Saturday afternoon’s 11-2 Cubs loss to the Reds was, without question, the worst, most dispiriting defeat of the season so far.
I’m a little bit sanguine about this one. These things are going to happen even to the best of teams. Remember the 2016 Cubs, the 103-win World Series champions? They lost 15 of 20 at one point in June and early July, and during that stretch got swept by the Mets and were outscored 34-11 in that series. Last year the Cubs got swept by the awful Padres and scored only five runs in three games, and later on in the season lost two of three to the 96-loss Phillies, who were on a run winning nine of 12.
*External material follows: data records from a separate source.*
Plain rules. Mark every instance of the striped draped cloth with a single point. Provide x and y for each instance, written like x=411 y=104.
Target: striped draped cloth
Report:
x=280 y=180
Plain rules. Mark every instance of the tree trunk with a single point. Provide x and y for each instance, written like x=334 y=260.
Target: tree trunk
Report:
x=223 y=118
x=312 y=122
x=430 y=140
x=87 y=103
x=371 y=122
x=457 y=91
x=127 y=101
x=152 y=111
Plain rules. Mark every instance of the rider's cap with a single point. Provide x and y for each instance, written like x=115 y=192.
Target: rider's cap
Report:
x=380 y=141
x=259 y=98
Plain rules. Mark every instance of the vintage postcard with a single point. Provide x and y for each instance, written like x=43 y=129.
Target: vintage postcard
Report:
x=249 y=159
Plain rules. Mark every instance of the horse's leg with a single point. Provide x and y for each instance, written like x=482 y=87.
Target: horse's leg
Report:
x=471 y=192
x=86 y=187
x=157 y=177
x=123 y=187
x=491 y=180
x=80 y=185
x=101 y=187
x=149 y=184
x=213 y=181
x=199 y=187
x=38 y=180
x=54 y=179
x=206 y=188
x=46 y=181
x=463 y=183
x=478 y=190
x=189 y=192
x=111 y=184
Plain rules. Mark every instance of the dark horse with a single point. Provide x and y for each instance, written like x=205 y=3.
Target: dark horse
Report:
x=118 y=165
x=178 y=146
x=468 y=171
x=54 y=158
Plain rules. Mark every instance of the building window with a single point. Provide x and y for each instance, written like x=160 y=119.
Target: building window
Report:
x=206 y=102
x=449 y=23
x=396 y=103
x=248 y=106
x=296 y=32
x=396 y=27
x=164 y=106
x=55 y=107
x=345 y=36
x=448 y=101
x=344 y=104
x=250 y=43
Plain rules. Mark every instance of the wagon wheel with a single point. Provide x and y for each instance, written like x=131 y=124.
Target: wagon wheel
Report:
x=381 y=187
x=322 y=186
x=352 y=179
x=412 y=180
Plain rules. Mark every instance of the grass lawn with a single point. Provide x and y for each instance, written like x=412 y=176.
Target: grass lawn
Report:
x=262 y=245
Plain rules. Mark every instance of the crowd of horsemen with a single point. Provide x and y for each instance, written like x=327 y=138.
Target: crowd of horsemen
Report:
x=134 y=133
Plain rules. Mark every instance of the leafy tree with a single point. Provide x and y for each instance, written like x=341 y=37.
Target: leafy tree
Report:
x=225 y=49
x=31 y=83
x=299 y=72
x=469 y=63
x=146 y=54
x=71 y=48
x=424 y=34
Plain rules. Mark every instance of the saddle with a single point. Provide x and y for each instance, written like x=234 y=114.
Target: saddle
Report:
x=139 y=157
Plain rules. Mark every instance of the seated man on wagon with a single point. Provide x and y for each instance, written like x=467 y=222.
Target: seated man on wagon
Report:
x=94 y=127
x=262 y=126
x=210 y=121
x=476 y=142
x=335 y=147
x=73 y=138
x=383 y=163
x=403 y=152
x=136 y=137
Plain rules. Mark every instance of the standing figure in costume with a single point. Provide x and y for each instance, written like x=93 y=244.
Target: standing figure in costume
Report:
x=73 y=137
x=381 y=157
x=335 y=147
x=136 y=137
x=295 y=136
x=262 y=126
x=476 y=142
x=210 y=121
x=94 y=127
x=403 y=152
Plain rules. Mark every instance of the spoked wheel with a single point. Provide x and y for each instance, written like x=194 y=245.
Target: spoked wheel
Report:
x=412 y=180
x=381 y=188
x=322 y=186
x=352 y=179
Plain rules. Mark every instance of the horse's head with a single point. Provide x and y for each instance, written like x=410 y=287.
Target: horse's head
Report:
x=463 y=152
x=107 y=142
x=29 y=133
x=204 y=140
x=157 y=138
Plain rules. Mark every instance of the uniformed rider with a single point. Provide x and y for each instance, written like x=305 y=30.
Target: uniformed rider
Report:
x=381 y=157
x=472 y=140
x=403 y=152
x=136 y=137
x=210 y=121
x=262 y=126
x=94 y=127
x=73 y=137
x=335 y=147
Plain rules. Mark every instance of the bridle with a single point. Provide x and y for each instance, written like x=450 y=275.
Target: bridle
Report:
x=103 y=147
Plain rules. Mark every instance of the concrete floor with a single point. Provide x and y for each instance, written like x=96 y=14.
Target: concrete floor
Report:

It happens. Good teams get defeated by bad teams all the time, and the bad team makes itself look good and the good team looks like it doesn’t even belong.
That’s what this one was, and the Cubs will recover from this. They’re too good not to.
The game might have been held in check when Luke Farrell had to leave at what I presume was a pitch limit of about 50. It was 2-1 Reds in the third, and there were two out and only one runner was on base. All Brian Duensing had to do was retire one more hitter...
... but Duensing was awful, the first five hitters against him all reached base, culminated by a grand slam by Reds pitcher Anthony DeSclafani.
Know how long it had been since a pitcher had hit a slam against the Cubs?
2 grand slams allowed by #Cubs this season. Both in last 3 days vs Reds.— Christopher Kamka (@ckamka) June 23, 2018
Anthony DeSclafani is first pitcher to hit a grand slam vs Cubs since Denny Neagle 6/27/1995
And if you think that’s a long time...
DeSclafani's first career grand slam, the first by a Reds pitcher since Bob Purkey on 8/1/1959 vs Cubs.— Reds Media Relations (@RedsPR) June 23, 2018
Duensing, who had a 1.93 ERA as of June 2, has now allowed 12 earned runs in his last five outings covering 4⅔ innings. That, my friends, is an ERA of 23.14 for those five games, with two homers allowed, and his season ERA is now 6.17. Yikes, again. Methinks Mr. Duensing might benefit from a disabled list stint.
There are a handful of Cubs things worth looking at from this game, so let’s do that.
First, Tommy La Stella showed some Javy-like defense [VIDEO].
That was in the bottom of the first inning when it was just 2-0 Reds.
Willson Contreras made it 2-1 in the top of the second with his fifth homer of the year [VIDEO].
That was Willson’s first home run since May 12 against the White Sox, so he’d played 32 games between home runs. Hopefully this will get him going; the Cubs need someone, anyone to get going with some power.
After Billy Hamilton led off the sixth with a single off Rob Zastryzny and stole second base, Rob Z. left with an undisclosed injury:
Rob Zastryzny leaves the game due to injury in the 6th.— Chicago Cubs (@Cubs) June 23, 2018
We will update his condition when information is available. pic.twitter.com/xf4gflKMgY
I would expect a possible DL stint to begin Sunday, and with a DL stint a player just sent down doesn’t have to be down 10 days, so Justin Hancock could be recalled. We’ll find out in the morning, I’d think.
To save what’s left of a beleaguered bullpen, Chris Gimenez threw the eighth inning. He gave up a single and a walk, got a line drive out to left and then a strikeout:
Gimenez strikes out Tucker Barnhart, throwing 84 mph.— Paul Sullivan (@PWSullivan) June 23, 2018
However, Joey Votto then put the exclamation point on the game for the Reds by smashing a three-run homer off a “fastball” measured at 67 miles per hour. Have your fun, Reds. It won’t last forever.
As of this writing, it’s still uncertain who will start the series finale Sunday, where the Cubs will try to salvage one game of this four-game set. Tyler Chatwood could go, if his wife doesn’t go into labor with their first child. If not, Mike Montgomery will likely start for the Cubs, also on normal rest — both Chatwood and Montgomery threw in the doubleheader Tuesday. Sal Romano will start for the Reds. Game time is 12:10 p.m. CT and TV coverage is via NBC Sports Chicago.